Quickstart Guide
This guide will help you get started with the basics of using ServerlessLLM. Please make sure you have installed the ServerlessLLM following the installation guide.
Run ServerlessLLM on your local machine
First, let's start a local ray cluster to run ServerlessLLM. You can start a local ray cluster by running the following command:
Start a local ray cluster with 1 head node and 1 worker node:
conda activate sllm
ray start --head --port=6379 --num-cpus=4 --num-gpus=0 \
--resources='{"control_node": 1}' --block
In a new terminal, start the worker node:
conda activate sllm-worker
export CUDA_VISIBLE_DEVICES=0
ray start --address=0.0.0.0:6379 --num-cpus=4 --num-gpus=1 \
--resources='{"worker_node": 1, "worker_id_0": 1}' --block
And start ServerlessLLM Store server. This server will use ./models
as the storage path by default.
conda activate sllm-worker
export CUDA_VISIBLE_DEVICES=0
sllm-store start
Expected output:
$ sllm-store start
INFO 12-31 17:13:23 cli.py:58] Starting gRPC server
INFO 12-31 17:13:23 server.py:34] StorageServicer: storage_path=./models, mem_pool_size=4294967296, num_thread=4, chunk_size=33554432, registration_required=False
WARNING: Logging before InitGoogleLogging() is written to STDERR
I20241231 17:13:23.947276 2165054 checkpoint_store.cpp:41] Number of GPUs: 1
I20241231 17:13:23.947299 2165054 checkpoint_store.cpp:43] I/O threads: 4, chunk size: 32MB
I20241231 17:13:23.947309 2165054 checkpoint_store.cpp:45] Storage path: "./models"
I20241231 17:13:24.038651 2165054 checkpoint_store.cpp:71] GPU 0 UUID: c9938b31-33b0-e02f-24c5-88bd6fbe19ad
I20241231 17:13:24.038700 2165054 pinned_memory_pool.cpp:29] Creating PinnedMemoryPool with 128 buffers of 33554432 bytes
I20241231 17:13:25.557906 2165054 checkpoint_store.cpp:83] Memory pool created with 4GB
INFO 12-31 17:13:25 server.py:243] Starting gRPC server on 0.0.0.0:8073
Now, let’s start ServerlessLLM.
First, in another new terminal, start ServerlessLLM Serve (i.e., sllm-serve
)
conda activate sllm
sllm-serve start
Everything is set!
Now you have opened 4 terminals: started a local ray cluster(head node and worker node), started the ServerlessLLM Serve, and started the ServerlessLLM Store server.

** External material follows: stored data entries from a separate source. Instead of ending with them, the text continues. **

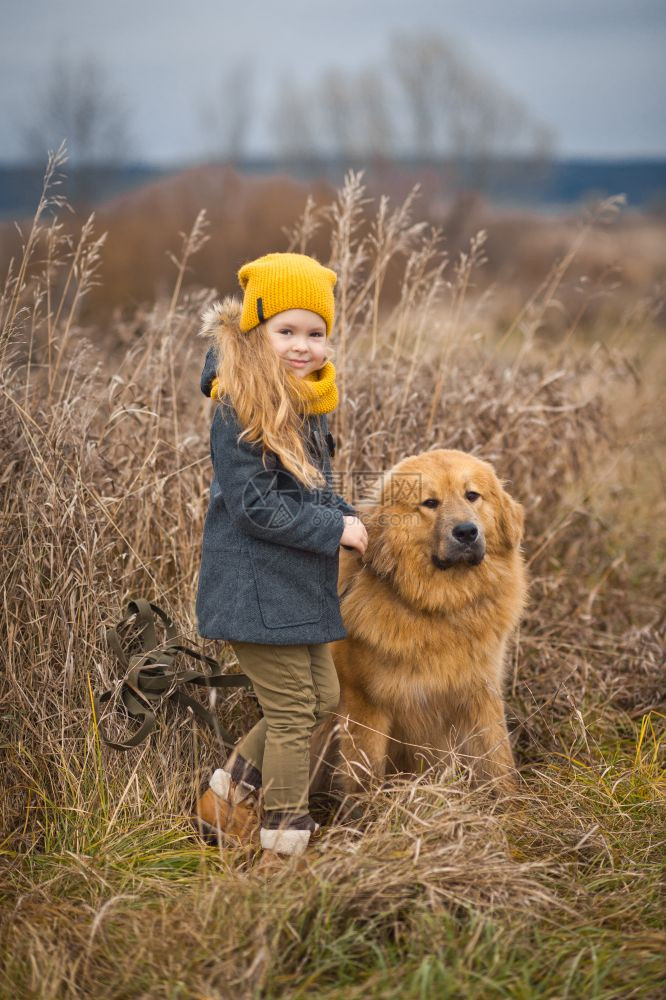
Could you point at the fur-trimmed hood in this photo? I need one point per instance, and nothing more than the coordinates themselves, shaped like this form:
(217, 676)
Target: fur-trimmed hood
(221, 318)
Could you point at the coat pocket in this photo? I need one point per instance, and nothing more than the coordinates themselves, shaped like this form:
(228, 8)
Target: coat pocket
(288, 582)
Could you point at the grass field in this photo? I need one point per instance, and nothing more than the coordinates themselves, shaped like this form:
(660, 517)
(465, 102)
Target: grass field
(438, 891)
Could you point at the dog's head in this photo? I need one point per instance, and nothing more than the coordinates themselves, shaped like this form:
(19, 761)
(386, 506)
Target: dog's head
(442, 512)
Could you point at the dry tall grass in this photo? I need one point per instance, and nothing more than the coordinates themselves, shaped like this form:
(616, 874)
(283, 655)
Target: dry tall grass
(438, 892)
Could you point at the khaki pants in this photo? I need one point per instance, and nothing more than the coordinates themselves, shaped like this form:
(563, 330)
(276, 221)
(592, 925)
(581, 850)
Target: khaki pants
(297, 687)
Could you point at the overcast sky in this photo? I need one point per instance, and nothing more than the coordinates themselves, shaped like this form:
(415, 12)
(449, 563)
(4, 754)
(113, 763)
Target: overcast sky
(590, 70)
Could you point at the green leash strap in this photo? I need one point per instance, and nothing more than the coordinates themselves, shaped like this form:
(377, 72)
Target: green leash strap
(151, 674)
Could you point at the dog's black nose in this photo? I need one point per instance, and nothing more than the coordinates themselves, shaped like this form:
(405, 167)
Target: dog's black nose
(465, 532)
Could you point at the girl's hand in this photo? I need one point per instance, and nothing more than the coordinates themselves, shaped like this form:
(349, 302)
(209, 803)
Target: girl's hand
(355, 535)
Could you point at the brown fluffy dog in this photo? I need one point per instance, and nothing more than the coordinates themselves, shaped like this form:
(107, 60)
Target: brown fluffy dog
(429, 609)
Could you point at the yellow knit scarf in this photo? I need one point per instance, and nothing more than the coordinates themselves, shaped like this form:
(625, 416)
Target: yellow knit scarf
(323, 390)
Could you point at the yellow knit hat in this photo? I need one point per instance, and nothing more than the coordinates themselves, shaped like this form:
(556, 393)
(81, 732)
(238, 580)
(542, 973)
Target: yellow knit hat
(280, 281)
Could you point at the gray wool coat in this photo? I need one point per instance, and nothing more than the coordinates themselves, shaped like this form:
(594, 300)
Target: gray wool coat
(270, 548)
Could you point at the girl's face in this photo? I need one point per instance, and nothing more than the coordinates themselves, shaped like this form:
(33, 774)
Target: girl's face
(299, 337)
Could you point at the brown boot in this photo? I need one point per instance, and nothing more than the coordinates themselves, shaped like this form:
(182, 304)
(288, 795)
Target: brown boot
(234, 823)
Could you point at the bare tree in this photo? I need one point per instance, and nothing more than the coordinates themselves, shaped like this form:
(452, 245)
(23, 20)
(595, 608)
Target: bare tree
(341, 114)
(456, 110)
(293, 122)
(227, 117)
(77, 101)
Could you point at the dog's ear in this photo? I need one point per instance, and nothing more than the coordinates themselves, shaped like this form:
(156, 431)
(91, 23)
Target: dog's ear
(510, 520)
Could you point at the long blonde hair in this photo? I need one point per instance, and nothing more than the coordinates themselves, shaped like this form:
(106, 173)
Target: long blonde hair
(270, 402)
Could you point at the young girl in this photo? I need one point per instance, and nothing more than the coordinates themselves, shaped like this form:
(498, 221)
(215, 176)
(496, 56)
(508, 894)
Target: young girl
(269, 559)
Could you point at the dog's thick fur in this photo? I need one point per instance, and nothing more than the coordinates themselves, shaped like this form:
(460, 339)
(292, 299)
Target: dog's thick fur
(429, 609)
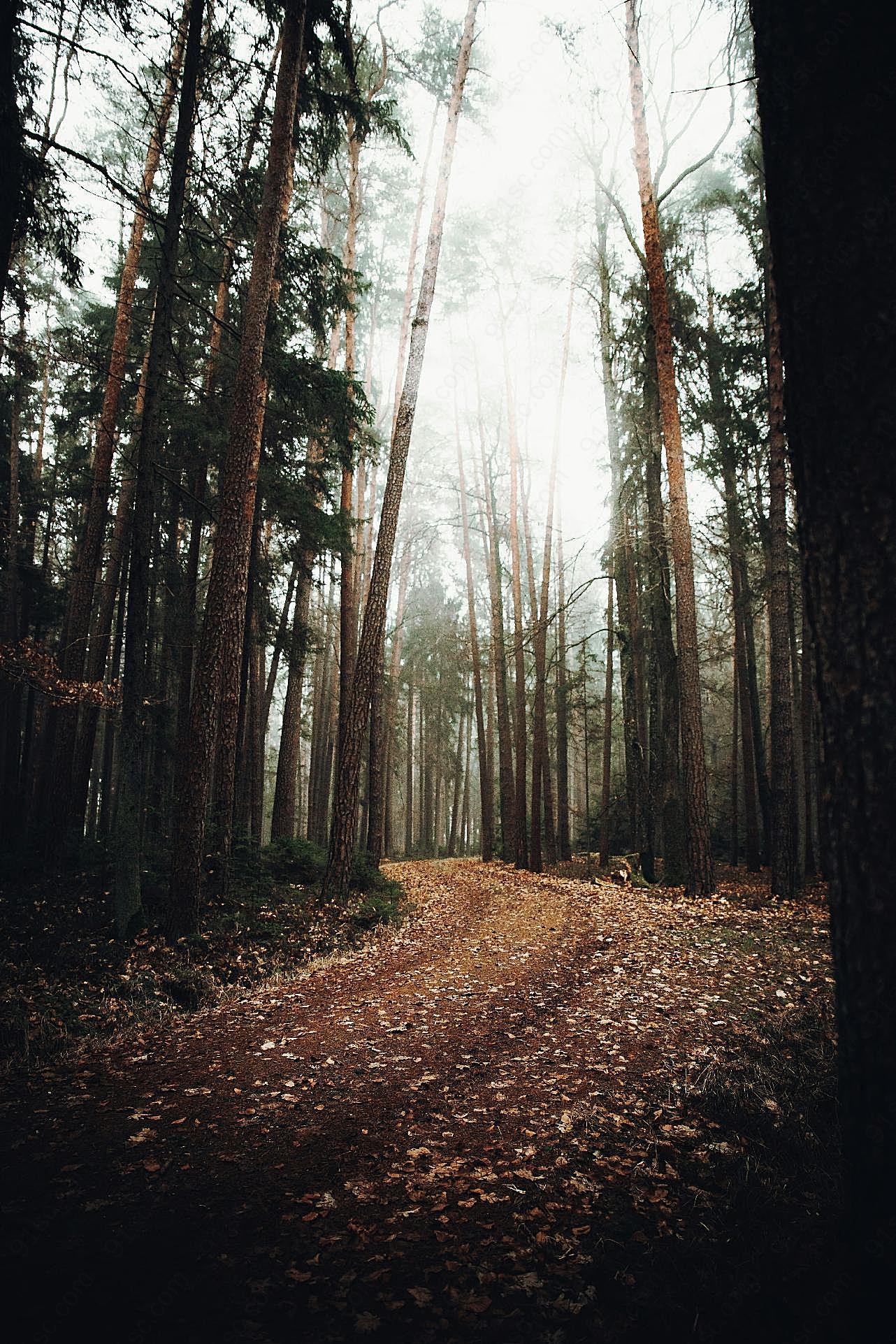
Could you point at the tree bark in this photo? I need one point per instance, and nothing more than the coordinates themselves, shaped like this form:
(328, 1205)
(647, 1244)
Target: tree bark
(128, 831)
(520, 839)
(565, 848)
(832, 199)
(507, 788)
(700, 875)
(540, 763)
(345, 802)
(219, 648)
(607, 734)
(486, 797)
(783, 824)
(90, 549)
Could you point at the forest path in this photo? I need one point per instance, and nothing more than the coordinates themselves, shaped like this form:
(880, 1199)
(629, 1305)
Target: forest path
(482, 1125)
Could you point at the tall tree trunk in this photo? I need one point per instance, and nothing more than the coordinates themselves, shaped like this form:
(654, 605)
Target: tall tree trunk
(735, 802)
(507, 786)
(390, 711)
(219, 648)
(520, 840)
(409, 773)
(808, 718)
(565, 848)
(607, 734)
(700, 875)
(783, 827)
(128, 837)
(667, 769)
(285, 789)
(832, 202)
(486, 797)
(348, 549)
(90, 549)
(622, 565)
(456, 800)
(345, 804)
(540, 616)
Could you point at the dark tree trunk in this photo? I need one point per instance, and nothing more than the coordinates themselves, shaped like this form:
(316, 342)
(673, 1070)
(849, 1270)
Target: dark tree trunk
(607, 735)
(219, 649)
(132, 739)
(700, 875)
(783, 823)
(507, 788)
(832, 201)
(565, 848)
(486, 799)
(345, 802)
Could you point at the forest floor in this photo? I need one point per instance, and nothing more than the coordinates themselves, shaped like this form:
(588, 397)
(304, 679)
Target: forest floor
(539, 1111)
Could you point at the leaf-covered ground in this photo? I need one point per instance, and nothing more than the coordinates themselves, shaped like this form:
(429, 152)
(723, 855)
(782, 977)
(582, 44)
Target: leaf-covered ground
(539, 1111)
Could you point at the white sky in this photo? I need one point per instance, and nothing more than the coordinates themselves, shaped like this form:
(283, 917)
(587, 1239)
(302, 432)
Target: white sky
(523, 190)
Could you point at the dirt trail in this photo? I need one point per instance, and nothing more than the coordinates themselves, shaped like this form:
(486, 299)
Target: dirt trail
(477, 1127)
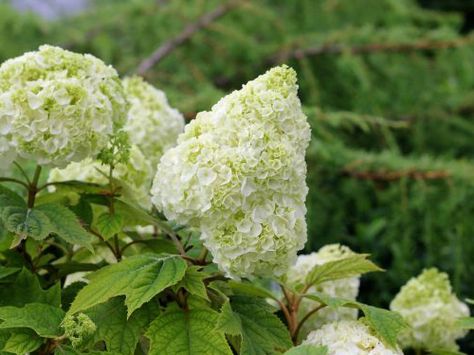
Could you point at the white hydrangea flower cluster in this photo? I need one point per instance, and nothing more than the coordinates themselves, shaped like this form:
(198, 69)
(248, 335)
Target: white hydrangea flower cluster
(349, 337)
(57, 106)
(429, 306)
(238, 173)
(345, 288)
(135, 176)
(152, 124)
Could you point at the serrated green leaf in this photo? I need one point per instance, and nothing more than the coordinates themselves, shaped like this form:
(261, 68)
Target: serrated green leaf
(26, 222)
(7, 271)
(22, 341)
(68, 350)
(119, 333)
(262, 332)
(83, 211)
(228, 321)
(42, 318)
(26, 289)
(307, 349)
(193, 282)
(190, 332)
(134, 215)
(109, 224)
(386, 324)
(249, 289)
(466, 323)
(10, 198)
(340, 269)
(66, 225)
(139, 278)
(329, 301)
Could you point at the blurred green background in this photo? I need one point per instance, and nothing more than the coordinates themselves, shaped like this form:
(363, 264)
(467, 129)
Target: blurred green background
(388, 86)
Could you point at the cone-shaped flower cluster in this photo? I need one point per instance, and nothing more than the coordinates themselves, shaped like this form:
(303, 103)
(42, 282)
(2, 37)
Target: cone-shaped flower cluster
(345, 288)
(57, 106)
(349, 337)
(429, 306)
(238, 173)
(134, 177)
(152, 124)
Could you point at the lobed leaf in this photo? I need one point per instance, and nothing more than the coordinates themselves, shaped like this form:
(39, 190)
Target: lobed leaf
(191, 332)
(249, 289)
(120, 334)
(7, 271)
(109, 224)
(21, 341)
(193, 282)
(26, 222)
(66, 225)
(261, 331)
(26, 289)
(340, 269)
(44, 319)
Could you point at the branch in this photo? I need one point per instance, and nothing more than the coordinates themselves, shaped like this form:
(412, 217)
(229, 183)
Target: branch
(330, 48)
(168, 46)
(396, 175)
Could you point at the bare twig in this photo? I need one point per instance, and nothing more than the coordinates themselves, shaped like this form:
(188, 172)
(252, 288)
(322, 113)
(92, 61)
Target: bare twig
(331, 48)
(202, 22)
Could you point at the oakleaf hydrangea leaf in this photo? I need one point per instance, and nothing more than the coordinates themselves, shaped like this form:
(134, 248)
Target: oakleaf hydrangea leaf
(44, 319)
(191, 332)
(139, 278)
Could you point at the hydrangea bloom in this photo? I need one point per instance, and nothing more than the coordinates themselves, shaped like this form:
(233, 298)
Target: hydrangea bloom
(238, 173)
(57, 106)
(429, 306)
(152, 124)
(135, 176)
(345, 288)
(349, 337)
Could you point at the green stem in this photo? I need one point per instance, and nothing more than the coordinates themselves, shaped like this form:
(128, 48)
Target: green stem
(305, 318)
(32, 191)
(3, 179)
(203, 255)
(23, 172)
(33, 187)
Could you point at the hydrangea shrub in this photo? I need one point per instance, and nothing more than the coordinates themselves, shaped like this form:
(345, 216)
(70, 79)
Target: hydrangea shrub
(153, 125)
(57, 106)
(241, 173)
(349, 337)
(88, 266)
(430, 307)
(347, 288)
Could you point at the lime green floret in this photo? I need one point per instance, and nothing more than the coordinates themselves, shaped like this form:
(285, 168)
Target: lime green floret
(57, 106)
(349, 337)
(429, 306)
(238, 173)
(134, 176)
(347, 288)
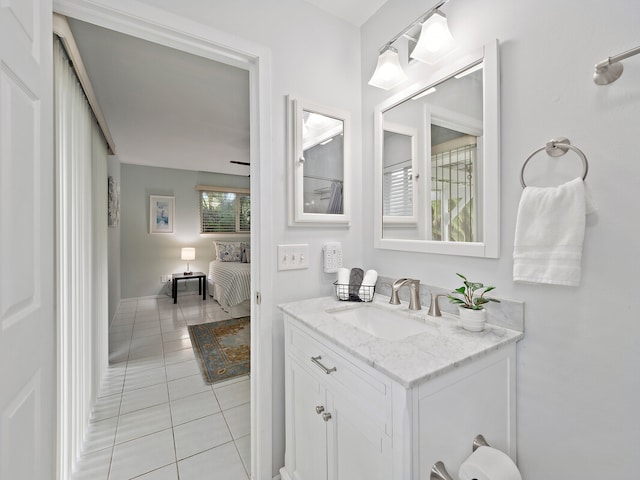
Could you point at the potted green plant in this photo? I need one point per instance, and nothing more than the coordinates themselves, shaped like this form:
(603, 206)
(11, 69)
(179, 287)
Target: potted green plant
(471, 299)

Next, open another new terminal, let's deploy a model to the ServerlessLLM server. You can deploy a model by running the following command:
conda activate sllm
sllm-cli deploy --model facebook/opt-1.3b
This will download the model from HuggingFace, if you want load the model from local path, you can use config.json
, see here for details.
Now, you can query the model by any OpenAI API client. For example, you can use the following Python code to query the model:
curl http://127.0.0.1:8343/v1/chat/completions \
-H "Content-Type: application/json" \
-d '{
"model": "facebook/opt-1.3b",
"messages": [
{"role": "system", "content": "You are a helpful assistant."},
{"role": "user", "content": "What is your name?"}
]
}'
Expected output:
{"id":"chatcmpl-9f812a40-6b96-4ef9-8584-0b8149892cb9","object":"chat.completion","created":1720021153,"model":"facebook/opt-1.3b","choices":[{"index":0,"message":{"role":"assistant","content":"system: You are a helpful assistant.\nuser: What is your name?\nsystem: I am a helpful assistant.\n"},"logprobs":null,"finish_reason":"stop"}],"usage":{"prompt_tokens":16,"completion_tokens":26,"total_tokens":42}}
To delete a deployed model, use the following command:
sllm-cli delete facebook/opt-1.3b
This will remove the specified model from the ServerlessLLM server.